On the Effective Date, our total
authorized shares of Common Stock increased from 45,000,000 to 112,500,000 shares, and our total issued and outstanding shares
of Common Stock increased from 10,804,000 to 27,010,000 shares; the par value of $0.001 remained the same. Any fractional shares
resulting from the split were rounded up to the next whole number. The total authorized shares of our Preferred Shares was not
affected and remained at 5,000,000.
In March
2018, the Company issued 200,000 shares of common stock valued at $200,000 to acquire a license from VOTOCAST, INC. as discussed
in Note 4. It was determined to be a transaction with an entity under common control and the share issuance was determined to be
a deemed distribution to the related party for the value of the shares in excess of the historical carry over basis of the asset.

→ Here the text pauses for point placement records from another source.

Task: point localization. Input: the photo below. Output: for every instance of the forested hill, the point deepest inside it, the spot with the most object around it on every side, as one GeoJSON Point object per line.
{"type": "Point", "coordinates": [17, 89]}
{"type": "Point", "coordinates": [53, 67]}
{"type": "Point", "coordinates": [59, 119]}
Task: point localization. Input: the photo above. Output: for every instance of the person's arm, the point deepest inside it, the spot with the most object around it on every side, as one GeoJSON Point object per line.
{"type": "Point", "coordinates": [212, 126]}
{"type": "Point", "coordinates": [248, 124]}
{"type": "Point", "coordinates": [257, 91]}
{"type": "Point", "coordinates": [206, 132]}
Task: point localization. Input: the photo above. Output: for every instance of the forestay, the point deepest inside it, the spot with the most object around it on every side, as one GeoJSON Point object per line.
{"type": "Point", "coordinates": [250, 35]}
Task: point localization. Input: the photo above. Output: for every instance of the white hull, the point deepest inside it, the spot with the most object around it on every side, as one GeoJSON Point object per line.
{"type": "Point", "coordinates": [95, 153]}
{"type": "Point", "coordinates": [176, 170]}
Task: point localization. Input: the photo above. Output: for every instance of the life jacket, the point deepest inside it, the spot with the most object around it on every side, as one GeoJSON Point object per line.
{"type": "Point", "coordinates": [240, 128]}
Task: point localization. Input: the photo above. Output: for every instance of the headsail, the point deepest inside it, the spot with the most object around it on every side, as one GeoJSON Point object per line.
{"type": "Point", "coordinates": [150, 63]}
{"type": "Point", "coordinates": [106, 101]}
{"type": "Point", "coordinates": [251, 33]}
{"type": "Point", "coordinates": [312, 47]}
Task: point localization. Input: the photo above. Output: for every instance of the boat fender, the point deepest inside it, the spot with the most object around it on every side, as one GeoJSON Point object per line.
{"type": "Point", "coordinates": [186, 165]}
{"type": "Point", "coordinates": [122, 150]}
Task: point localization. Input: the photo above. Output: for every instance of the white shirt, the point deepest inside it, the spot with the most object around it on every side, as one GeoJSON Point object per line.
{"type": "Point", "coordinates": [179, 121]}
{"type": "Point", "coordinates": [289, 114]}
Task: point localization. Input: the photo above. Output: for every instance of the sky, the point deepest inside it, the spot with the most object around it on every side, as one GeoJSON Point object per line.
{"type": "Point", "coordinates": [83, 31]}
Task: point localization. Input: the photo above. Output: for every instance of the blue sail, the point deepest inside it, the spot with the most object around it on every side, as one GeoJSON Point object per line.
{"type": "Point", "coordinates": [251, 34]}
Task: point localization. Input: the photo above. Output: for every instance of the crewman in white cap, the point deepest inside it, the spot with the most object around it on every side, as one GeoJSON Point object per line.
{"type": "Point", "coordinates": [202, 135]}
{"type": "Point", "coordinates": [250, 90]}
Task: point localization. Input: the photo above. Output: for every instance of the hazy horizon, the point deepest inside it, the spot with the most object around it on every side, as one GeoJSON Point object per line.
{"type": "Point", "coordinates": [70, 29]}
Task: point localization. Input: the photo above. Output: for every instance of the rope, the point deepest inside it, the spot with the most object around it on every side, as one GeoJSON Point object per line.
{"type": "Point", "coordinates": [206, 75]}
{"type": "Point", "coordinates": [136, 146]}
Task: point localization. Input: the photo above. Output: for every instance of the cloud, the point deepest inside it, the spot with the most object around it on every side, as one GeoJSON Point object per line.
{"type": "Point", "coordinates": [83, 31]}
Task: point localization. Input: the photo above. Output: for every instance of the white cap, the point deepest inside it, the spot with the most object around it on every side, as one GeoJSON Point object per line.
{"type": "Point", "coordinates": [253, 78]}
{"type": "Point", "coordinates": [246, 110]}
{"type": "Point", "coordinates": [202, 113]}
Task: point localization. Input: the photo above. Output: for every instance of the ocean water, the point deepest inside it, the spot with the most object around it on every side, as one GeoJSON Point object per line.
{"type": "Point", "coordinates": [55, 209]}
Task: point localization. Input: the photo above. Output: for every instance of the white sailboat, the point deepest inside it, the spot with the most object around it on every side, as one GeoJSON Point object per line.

During the nine months ended
September 30, 2018, the Company sold 912,400 shares of its restricted common stock at a price of $1.00 per share, for total net
proceeds of $912,400.
During
the nine months ended September 30, 2018, the Company issued a total of 1,300,000 shares of common stock to consultants. In addition,
the Company committed to issue an additional 300,000 of shares that will vest between May 2018 and February 2019. The Company recorded
$1,303,105 of compensation cost related to these shares.
During
the nine months ended September 30, 2018, the Company entered into agreements with consultants to serve on the Advisory Board.
The consultants were issued a total of 30,000 shares of common stock valued at $54,000. The shares were recorded as a prepaid expense
and will be recognized over the three-month services period. The agreements will renew on a quarterly basis unless terminated at
any time by either party.
NOTE 4 – TRANSACTION
WITH RELATED PARTIES
In March
2018, the Company entered into an Agreement with VOTOCAST, INC. dba newkleus, a California corporation formed and owned by Steven
Raack, the President, CEO and a Director of the Company. The Company received an exclusive license in the cannabis industry for
the state-of-the-art newkleus™ technology to (1) facilitate Vitalibis’ micro-influencer sales model, and (2) enhance
and compliment Vitalibis’ social media strategy.
The
Agreement grants Vitalibis™ an exclusive license for the newkleus patent-pending, user-generated content (UGC) technology
for all applications in the cannabis industry. The integration of the newkleus technology allows Vitalibis to create an interactive
digital community, while concurrently acquiring valuable user data and content, all of which Vitalibis anticipates will (1) increase
customer acquisition and retention and (2) build direct, meaningful and loyal customer relationships.
The
Company paid 200,000 shares upon execution of the agreement and a monthly fee ranging from $0 to $2,000 depending on volume of
usage. In addition, newkleus provides operational and business development consulting services.
During the nine months ended
September 30, 2018, $200 of cash was contributed to the Company by the Chief Financial Officer to open the Company’s bank
account.
NOTE 5 – SUBSEQUENT EVENTS
Subsequent to September 30, 2018, the Company issued a total of 2,500 shares of its restricted common stock in exchange for services.